Industry media has been of late focused on the significant implications for both locations in terms of employment retention and longer-term production viability. The stakes are enormous.
The Renton facility is especially at-risk with the dramatic reduction in 737 single aisle aircraft monthly production levels over the coming 2-3 years, and no new single-aisle aircraft development program in the pipeline. When the 787 program was initially introduced, the decision to source production in South Carolina was met with a lot of internal resistance in that the Renton manufacturing facility is unionized whereas the North Charleston facility is not.

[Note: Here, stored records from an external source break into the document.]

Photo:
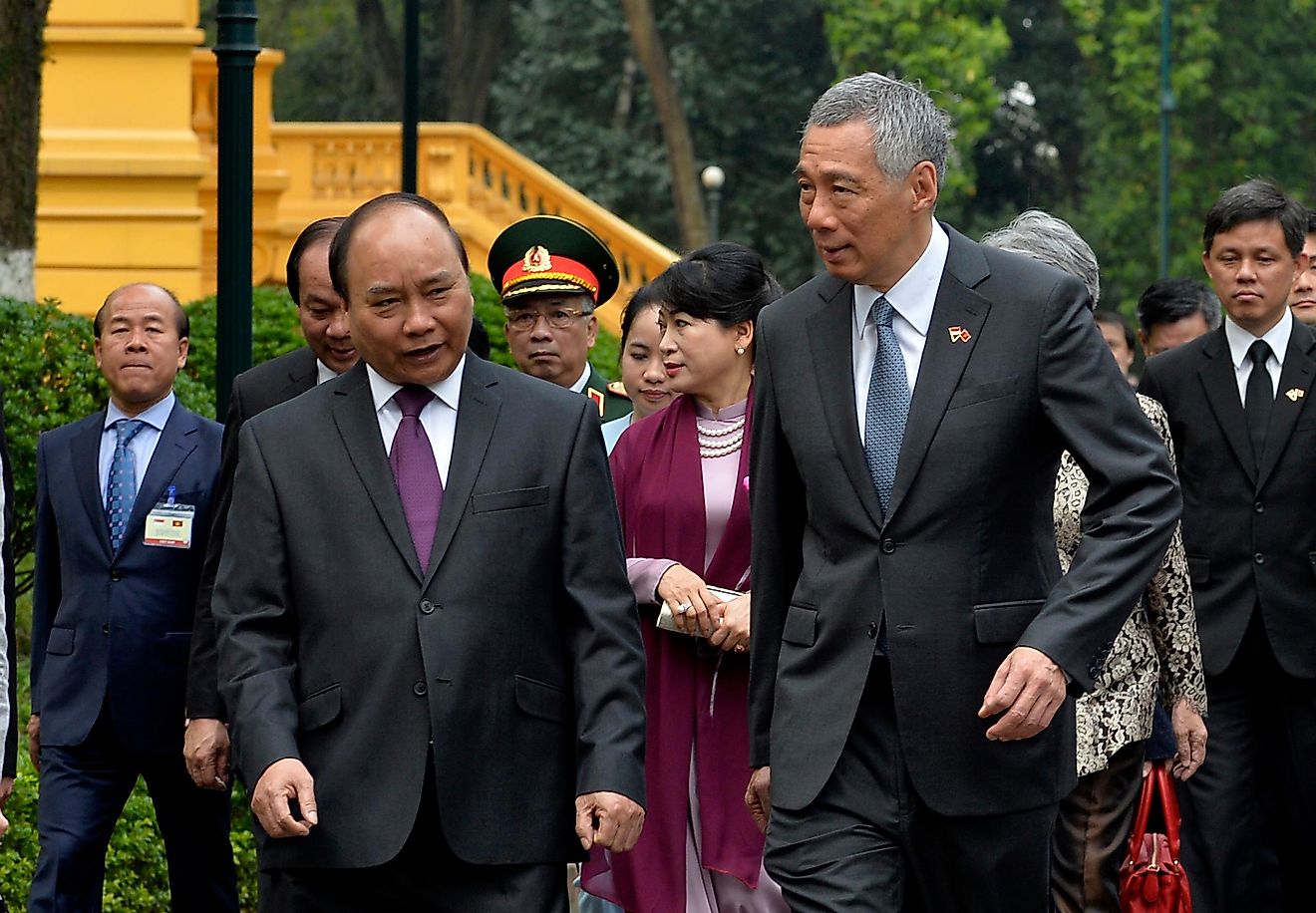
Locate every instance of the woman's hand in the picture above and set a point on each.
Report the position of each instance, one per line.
(694, 608)
(732, 632)
(1189, 740)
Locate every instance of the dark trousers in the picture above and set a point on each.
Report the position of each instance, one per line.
(426, 876)
(83, 790)
(868, 845)
(1253, 801)
(1093, 834)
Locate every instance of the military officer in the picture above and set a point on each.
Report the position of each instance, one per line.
(553, 274)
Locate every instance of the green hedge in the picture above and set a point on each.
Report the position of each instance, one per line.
(50, 378)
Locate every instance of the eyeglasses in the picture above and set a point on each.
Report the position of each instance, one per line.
(559, 319)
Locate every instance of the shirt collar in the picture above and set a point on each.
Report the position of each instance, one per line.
(578, 387)
(156, 416)
(916, 291)
(449, 390)
(1277, 337)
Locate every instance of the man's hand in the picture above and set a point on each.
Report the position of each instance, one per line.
(205, 749)
(608, 819)
(284, 780)
(758, 796)
(1029, 687)
(1189, 740)
(34, 740)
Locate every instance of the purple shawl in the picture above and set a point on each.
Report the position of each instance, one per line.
(692, 699)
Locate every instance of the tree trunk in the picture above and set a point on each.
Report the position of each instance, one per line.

This is obviously a very high stakes decision for Boeing and its manufacturing workforce. This being the year of the U.S. Presidential election adds additional political backdrop since Boeing was initially lobbying for government stimulus monies, but that was withdrawn.
Whether there is any correlation to the now more visible 787 manufacturing and quality conformance lapses is speculation on the part of Supply Chain Matters. Then again, Boeing remains challenged in repairing its tarnished engineering-driven culture lapses.
What appears clear is that Boeing’s supply network partners will likely have to wade through a further critical uncertainty, where will 787 production ultimately reside and what does that imply.